Production Errors
Incident Report for Braintree
Postmortem

Impact Description 

There was an outage affecting the Braintree Payments platform globally from 2020-09-16 15:57 to 2020-09-16 16:41 UTC, and in certain cases until 17:02 UTC. During the incident window, impacted API calls to authenticated endpoints received HTTP 5xx and/or timeout responses. Users of the Control Panel UI may have experienced “Looks like something is wrong” error messages. Webhooks and outbound emails related to user creation and password resets were also affected. All data integrity was preserved and failed requests can be retried safely. 

Root Cause 

Preliminary investigation revealed that this outage was due to an mTLS client certificate expiration that was not flagged ahead of time by our certificate management system.  Automated operations monitors detected the outage, alerted, and engineering began troubleshooting immediately.
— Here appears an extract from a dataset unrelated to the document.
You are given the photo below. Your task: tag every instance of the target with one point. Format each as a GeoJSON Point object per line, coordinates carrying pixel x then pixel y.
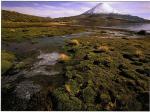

New certificates were rolled out at 16:14 UTC, however, this did not completely solve the problem. Engineers continued troubleshooting and discovered that, due to a recent infrastructure change, the new certificate did not roll out to all services properly. After manual intervention, service was restored to the Gateway API and Gateway Control Panel at 16:42 UTC. While monitoring for service restoration the engineers found continued errors from our edge services in AWS. It was determined those errors were due to cached stale data and the service was restarted to clear the cache. That action restored service to remaining client APIs at 17:02 UTC.  

Corrective Actions & Preventative Measures 

  • A new certificate was issued and deployed to application servers and edge servers were restarted to clear cached stale data. 
  • A comprehensive review of the monitoring and alerting around TLS certificates is under review and identified gaps will be closed. 
  • Code changes to unify the certificate deploy process given the new infrastructure changes are underway 
  • Certificate expiry reports will be manually generated until automation is in place.
Posted Sep 16, 2020 - 21:53 UTC

Resolved
This incident has been resolved and all services are operating normally.

Incident Description
There was an outage affecting the Braintree Payments platform that lasted from 2020-09-16 15:57 to 2020-09-16 16:41 UTC, and in certain cases until 17:02 UTC. Automated alarms detected the outage and engineers began troubleshooting immediately. Engineers identified the issue and redeployed applications to restore service. Service was restored to the Gateway API at 16:41 UTC. An additional operation was needed to clear stale cached values and fully restore client-side flows, which completed at 17:02 UTC. A full Root Cause Analysis document will be provided later today.
Posted Sep 16, 2020 - 17:26 UTC
Update
We have seen recovery for all traffic as of 17:02 UTC. Engineers are monitoring to ensure full recovery.
Posted Sep 16, 2020 - 17:12 UTC
Update
The Gateway API is fully recovered as of 16:42 UTC. Errors have remained high for some client-side flows. Engineers are working to resolve as quickly as possible.
Posted Sep 16, 2020 - 17:00 UTC
Monitoring
A fix has been implemented and we are monitoring the results.
Posted Sep 16, 2020 - 16:39 UTC
Update
We are continuing to work on a fix for this issue.
Posted Sep 16, 2020 - 16:28 UTC
Update
We are continuing to work on a fix for this issue.
Posted Sep 16, 2020 - 16:22 UTC
Identified
The issue has been identified and a fix is being implemented.
Posted Sep 16, 2020 - 16:21 UTC
Investigating
We're currently investigating an elevated rate of errors with the API and Control Panel. An update will be provided as soon as possible.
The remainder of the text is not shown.